The Chinese Communist Party (CCP) is officially atheist and requires its members to be atheists. At different points in the history of the People's Republic of China, the CCP has undertaken antireligious campaigns as well as campaigns to promote atheism.

Currently, five religions are officially recognized by the state and organized into national associations under the control of the State Administration for Religious Affairs, a state body that was merged into the United Front Work Department of the Central Committee of the CCP in 2018 during the general secretaryship of Xi Jinping. The five officially-recognized religions are Buddhism, Catholicism, Taoism, Islam, and Protestantism, organized into five associations:

- Buddhist Association of China
- Chinese Catholic Patriotic Association
- Chinese Taoist Association
- Islamic Association of China
- Three-Self Patriotic Movement (Protestant)

China requires the five religious associations to follow the CCP and the state's leadership. People can practice religion within the scope of these associations.
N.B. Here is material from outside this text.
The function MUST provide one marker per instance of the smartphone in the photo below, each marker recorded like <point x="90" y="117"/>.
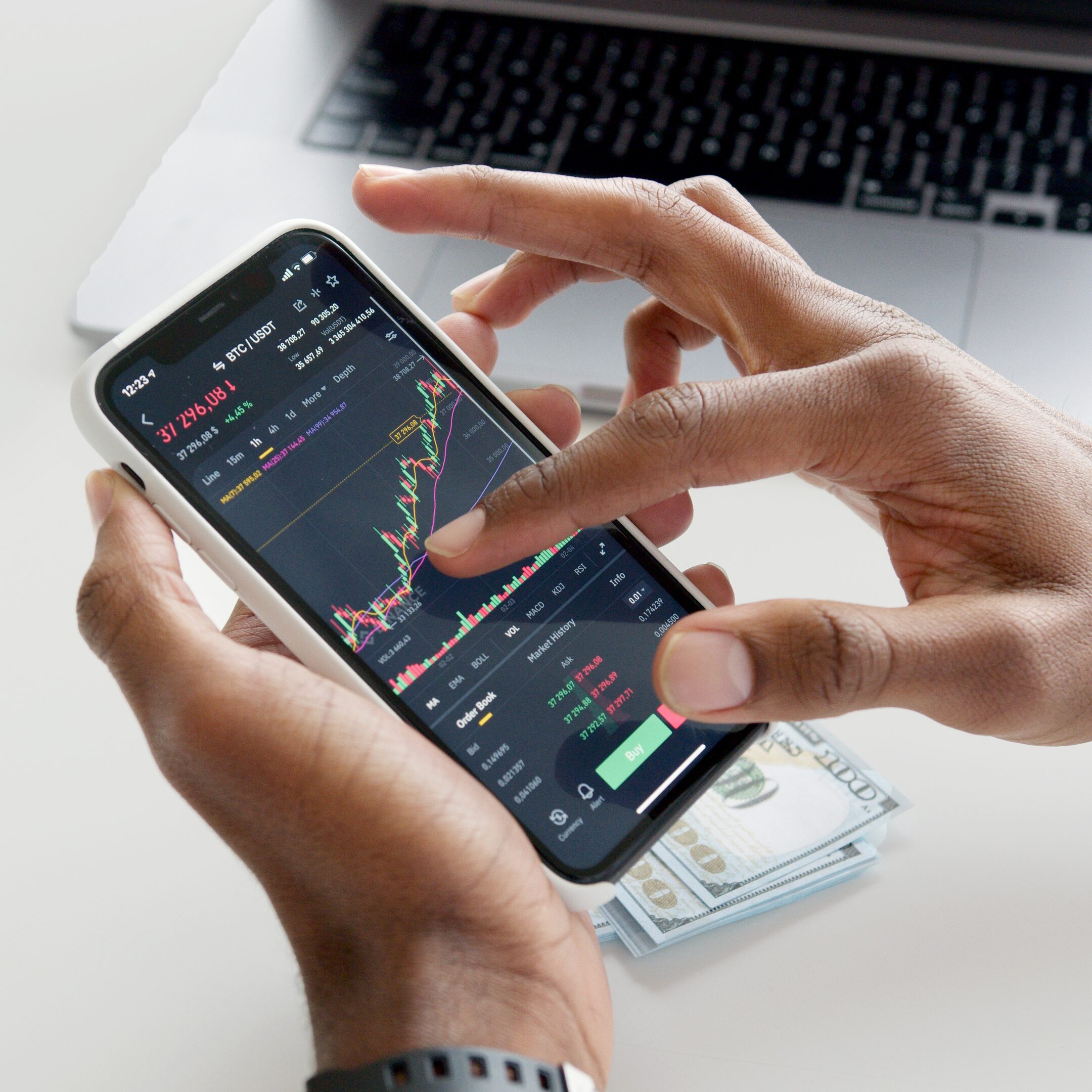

People who practice religions are not permitted to become members of the CCP.

According to Zhejiang University sociologist Yanfei Sun, the Chinese government has generally been more concerned with religions with a highly centralized authority structure than with more decentralized ones.

== 1981 Document No. 19 ==
In 1981, the Central Committee of the CCP issued Document No. 19, which describes the party-state's approach to religion. Formally titled The Basic Viewpoint and Policy on the Religious Question during Our Country's Socialist Period, Document No. 19 revised the CCP's stance on religion and identified some specific policies and regulations.

Document No. 19 states that religion is a characteristic of a period of development in human society, that religion will exist for a long time, and that it will eventually disappear as human society develops. It describes the development of religion as a way for primitive society to explain the "sense of awe toward natural phenomena" and contends that as human society developed, the dominant classes used religion as an opiate to control the masses.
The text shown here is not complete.